Abebe’s honours include a Cornell Social Justice Award in 2019. She was also featured in “35 Innovators Under 35” in the MIT Technology Review in 2019 and in “Bloomberg 50: Ones to Watch” in 2018.

Abebe co-founded a group, Black in AI, in 2017. That group has ballooned from an email thread among a handful of researchers to a nonprofit organization with more than 2,000 members today. She is also a co-founder of Mechanism Design for Social Good, aimed at using algorithmic tools to improve opportunities for disadvantaged communities. The initiative currently has active members at more than 100 institutions in 20 countries.

Abebe feels accomplished that more black and Latino computer science doctoral students are becoming conscious about algorithms. 

In 2019, 14% of Cornell’s 35 incoming Ph.D. students in computer science were from under-represented backgrounds, and 31% were women. Abebe said she has also seen more awareness and acceptance in the computer science field.  

Designing algorithms for social good was the focus of her dissertation.

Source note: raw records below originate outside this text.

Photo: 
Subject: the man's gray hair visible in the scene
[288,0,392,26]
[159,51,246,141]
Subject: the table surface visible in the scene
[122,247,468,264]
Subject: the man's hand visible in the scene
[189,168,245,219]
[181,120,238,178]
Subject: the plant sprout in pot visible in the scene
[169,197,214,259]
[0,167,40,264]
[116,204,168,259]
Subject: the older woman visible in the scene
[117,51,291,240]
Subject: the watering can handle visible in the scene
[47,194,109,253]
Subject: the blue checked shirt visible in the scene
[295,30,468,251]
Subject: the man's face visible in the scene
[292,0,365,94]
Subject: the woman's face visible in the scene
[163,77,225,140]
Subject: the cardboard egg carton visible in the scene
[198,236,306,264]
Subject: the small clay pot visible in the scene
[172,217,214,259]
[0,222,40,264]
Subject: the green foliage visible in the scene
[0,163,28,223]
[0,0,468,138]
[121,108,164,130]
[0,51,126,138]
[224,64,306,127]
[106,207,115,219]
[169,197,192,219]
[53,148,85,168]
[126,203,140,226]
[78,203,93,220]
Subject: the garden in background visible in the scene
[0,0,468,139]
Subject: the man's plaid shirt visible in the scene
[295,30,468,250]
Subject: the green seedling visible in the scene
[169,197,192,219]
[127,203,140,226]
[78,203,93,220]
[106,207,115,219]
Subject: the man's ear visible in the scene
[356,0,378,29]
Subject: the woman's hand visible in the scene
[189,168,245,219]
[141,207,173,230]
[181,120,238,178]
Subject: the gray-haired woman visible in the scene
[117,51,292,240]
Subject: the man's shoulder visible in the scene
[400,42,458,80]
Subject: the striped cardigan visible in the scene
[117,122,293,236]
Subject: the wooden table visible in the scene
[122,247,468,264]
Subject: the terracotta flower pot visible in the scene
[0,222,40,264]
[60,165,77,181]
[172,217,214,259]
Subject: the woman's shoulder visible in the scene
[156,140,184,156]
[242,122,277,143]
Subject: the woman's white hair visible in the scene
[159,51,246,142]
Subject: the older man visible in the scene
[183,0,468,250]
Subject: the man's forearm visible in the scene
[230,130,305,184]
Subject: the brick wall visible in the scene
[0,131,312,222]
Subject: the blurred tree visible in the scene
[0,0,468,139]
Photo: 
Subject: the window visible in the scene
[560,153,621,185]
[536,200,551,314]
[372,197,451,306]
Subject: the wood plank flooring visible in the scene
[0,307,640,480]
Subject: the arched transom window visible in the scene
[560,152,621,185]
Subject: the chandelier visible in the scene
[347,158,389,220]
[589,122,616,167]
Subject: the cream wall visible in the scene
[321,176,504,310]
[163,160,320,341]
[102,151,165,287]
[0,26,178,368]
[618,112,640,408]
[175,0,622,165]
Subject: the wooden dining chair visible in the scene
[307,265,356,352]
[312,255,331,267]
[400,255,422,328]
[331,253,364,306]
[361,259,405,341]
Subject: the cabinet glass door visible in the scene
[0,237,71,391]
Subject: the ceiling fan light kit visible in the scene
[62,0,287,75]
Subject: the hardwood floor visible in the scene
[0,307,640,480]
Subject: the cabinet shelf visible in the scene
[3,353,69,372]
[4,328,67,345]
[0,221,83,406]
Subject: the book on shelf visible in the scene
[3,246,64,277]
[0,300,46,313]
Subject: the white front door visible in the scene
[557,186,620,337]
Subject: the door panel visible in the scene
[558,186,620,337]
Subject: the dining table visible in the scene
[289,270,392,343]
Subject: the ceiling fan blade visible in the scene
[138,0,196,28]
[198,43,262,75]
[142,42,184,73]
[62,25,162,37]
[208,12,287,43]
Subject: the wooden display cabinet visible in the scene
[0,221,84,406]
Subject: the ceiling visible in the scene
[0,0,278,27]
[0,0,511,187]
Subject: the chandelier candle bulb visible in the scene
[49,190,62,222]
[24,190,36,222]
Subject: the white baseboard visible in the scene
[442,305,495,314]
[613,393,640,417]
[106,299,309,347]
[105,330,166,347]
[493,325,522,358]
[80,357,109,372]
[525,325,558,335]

At Berkeley, she will be the first black female computer science professor on the faculty of her department.

After receiving a B.Sc. and M.Sc. from Harvard University and a Masters in Advanced Studies in mathematics from the University of Cambridge, Abebe chose Cornell for her doctoral studies largely to work with Jon Kleinberg, whose mathematical approach and research on social networks she admired.

According to Kleinberg, “Abebe’s work and vision have mobilized an entire research community, creating new directions for computing to address societal challenges and increase access to opportunity.” 

Abebe took advantage of Cornell’s interdisciplinary nature to learn more about social science and social disparity. Her mentors include Karen Levy, assistant professor of information science, and Kim Weeden, the Jan Rock Zubrow ’77 Professor of the Social Sciences and director of the Center for the Study of Inequality.

When she arrived at Cornell in 2015, Abebe was the only black doctoral computer science student on the Ithaca campus. Her connections with other computer scientists around the country led her to co-found Black in AI.

Abebe grew up in Addis Ababa, Ethiopia’s capital and a city of 10 million people, so she was not sure how she would adapt to Ithaca, but fell in love both with the university and its setting. And today, she is still conquering territories.